PhotoThe Office of the Comptroller of the Currency (OCC) has gone on the record to formally urge U.S. banks to begin offering small-dollar installment loans to consumers.

The OCC did not specifically mention payday loans, but it is clear that its purpose is to provide consumers a “responsible” alternative.

“Millions of U.S. consumers borrow nearly $90 billion every year in short-term, small dollar loans typically ranging from $300 to $5,000 to make ends meet,” Comptroller of the Currency Joseph Otting said in a statement. “Consumers should have more choices that are safe and affordable, and banks should be part of that solution.”

With a typical payday loan, a consumer borrows a few hundred dollars to meet an unexpected expense. The loan is due within two weeks and costs a fee, based on the amount borrowed.

Critics of the payday loan industry say the majority of borrowers cannot repay the entire loan in just two weeks, and therefore have to take out another loan, paying another fee that often adds up to a triple-digit interest rate.

Contrasts with CFPB position

While the current leadership at the Consumer Financial Protection Bureau (CFPB) has said it intends to unwind the Payday Lending Rule, which would require lenders to make sure the borrower can repay the loan, the OCC is pushing to provide payday loan customers another option.

In doing so, it's winning praise from the Pew Charitable Trusts, which cites its own research as showing that, given the opportunity, eight in 10 payday loan borrowers would prefer to borrow money from their banks or credit unions.

"The position outlined by the Comptroller is a welcome step that should help pave the way for banks to offer safe, affordable small-dollar installment loans to the millions of Americans that have been turning to high-cost nonbank lenders,” said Nick Bourke, director of Pew’s consumer finance project.

Six times cheaper than a payday loan

Pew said banks should be able to offer an alternative to payday loans by using automated underwriting and origination. It says these small loans can be profitable while charging prices six times lower than average payday loans.

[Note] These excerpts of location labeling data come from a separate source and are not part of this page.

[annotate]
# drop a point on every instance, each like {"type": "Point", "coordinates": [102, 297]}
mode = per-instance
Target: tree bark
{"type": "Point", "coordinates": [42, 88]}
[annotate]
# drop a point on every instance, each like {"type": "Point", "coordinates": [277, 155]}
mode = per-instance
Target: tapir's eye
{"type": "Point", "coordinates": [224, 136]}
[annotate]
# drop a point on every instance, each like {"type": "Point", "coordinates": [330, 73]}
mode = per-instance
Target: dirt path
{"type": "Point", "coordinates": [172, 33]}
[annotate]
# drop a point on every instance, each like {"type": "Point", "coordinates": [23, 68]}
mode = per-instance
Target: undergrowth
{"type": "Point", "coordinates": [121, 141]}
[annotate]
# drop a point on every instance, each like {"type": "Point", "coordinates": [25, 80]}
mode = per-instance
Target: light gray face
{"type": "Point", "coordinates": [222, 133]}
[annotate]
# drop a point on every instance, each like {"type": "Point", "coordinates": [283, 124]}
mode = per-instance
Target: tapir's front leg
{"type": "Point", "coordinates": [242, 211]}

“If banks begin offering these loans according to strong safety standards, it could boost financial inclusion and be a game-changer for the millions of Americans who use high-cost loans today,” Bourke said.

Bourke says it's more likely that some banks will begin offering alternatives to payday loans, now that the OCC has given its blessing and removed a lot of the regulatory uncertainty that might have prevented them from entering the market.